Of course anyone with half a brain who can do some research would have found that out in a heartbeat but thanks for trying.

...but, but, but you need Office because you might have to write a 6,000 page spreadsheet with advanced pivot tables which is REAL work, apparently Numbers doesn't cut it.*

*In the world according to Microsoft apologists.

P.S. I am also quite happy with iWork, it does everything I need to do.

Off course it's got nothing to do with Google wanting people to switch to Chrome.

I see Google was whining the other day about parts of the web becoming unavailable for their exploitation.

I'm the last person anyone would call a "Microsoft apologist" (are there any around now, anyway?) but when your business builds advanced reports littered with pivot tables then no, Numbers won't work. Good for you that all you need are simple worksheets where Numbers does fine. Others don't have that luxury. Like it or not, Excel is the one Microsoft product that most consider as as a gold standard and few see anything coming along that's going to change that.

So if I do not have MS Office installed and opened one of these files using Pages (or another app), it would still do something to my Mac?

As you so eloquently said: Let's clear up the misconceptions here

There have been a legion and a half security issues within the Java specification. Yes I said in the specification, not only in the implementation. Often those vulnerabilities are in what and how the specification says some things must be handled. This is why there have been more than just a few cross platform Java vulnerabilities over the years.

You also don't seem to realize that OpenJDK Java 7 is not released yet on OS X, so the code Apple turned over the project, not Oracle, has not been turned around to the Java 7 public yet. The previous Java versions are all in-house Apple development efforts, so yes Apple has final responsibility for those. A responsibility that isn't so easy the way Oracle/Sun has treated non-in-house JRE development over the years.

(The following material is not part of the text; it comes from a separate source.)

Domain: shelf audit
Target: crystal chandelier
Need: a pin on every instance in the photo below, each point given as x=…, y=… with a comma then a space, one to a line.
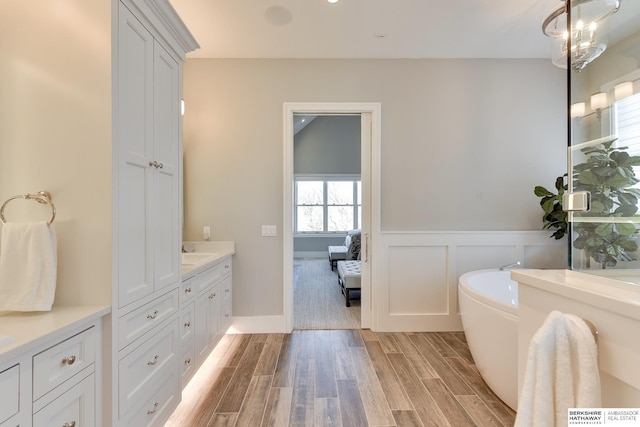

So you might have accidentally made a couple mostly correct guesses in your analysis, but the rest showed you don't have enough knowledge about what you are were writing. So rather than grasp at straws and fatally oversimplify, just stick to what you know.

These people using the advanced features of excel are often behind corporate firewalls, are they not?

For the average home user, the target of these attacks, who is incapable of running automatic Office updates which patched this vulnerability in 2009, I'd hazard a guess to say that most of them aren't using advanced features of Office and so can make do with iWork.

There can be a lot of explanations for this. 1 of the most common that we've seen is MS Office for Mac updates webkit & breaks Safari, a manual download & re-install fixes the issues. In your case I'm not sure that is the cause, I'd open Disk Utility from /Applications/Utilities and run a Permissions repair. From time to time the flash installer breaks permissions with certain flash releases & running a permissions repair resolves the issues. Permissions repair looks at the installer's receipts & makes sure permissions during install are the same as what the receipt says they should be. A reboot after that wouldn't hurt, if you're on Lion I would uncheck for it to save your settings at logout when prompted.

[QUOTE=AppleInsider;2096368]A new version of a backdoor trojan for Apple's OS X operating system takes advantage of an exploit in Microsoft Word to spread.


Let's hear it for the majorcrap Office, Outlook, Explorer, and Operating System virus proliferation platform. It's like an petri dish on steroids.

Windows is bringing viruses on Mac too. Lol.

 

 

I use ClicktoFlash, it works much better than being an HTML5 beta tester and I have no issues at all with Safari on YouTube.  I noticed long ago that their HTML5 was goofy in Safari, not sure who's fault that is but don't much care.  Since it's Google it's forever beta so good luck getting them to give a crap about it.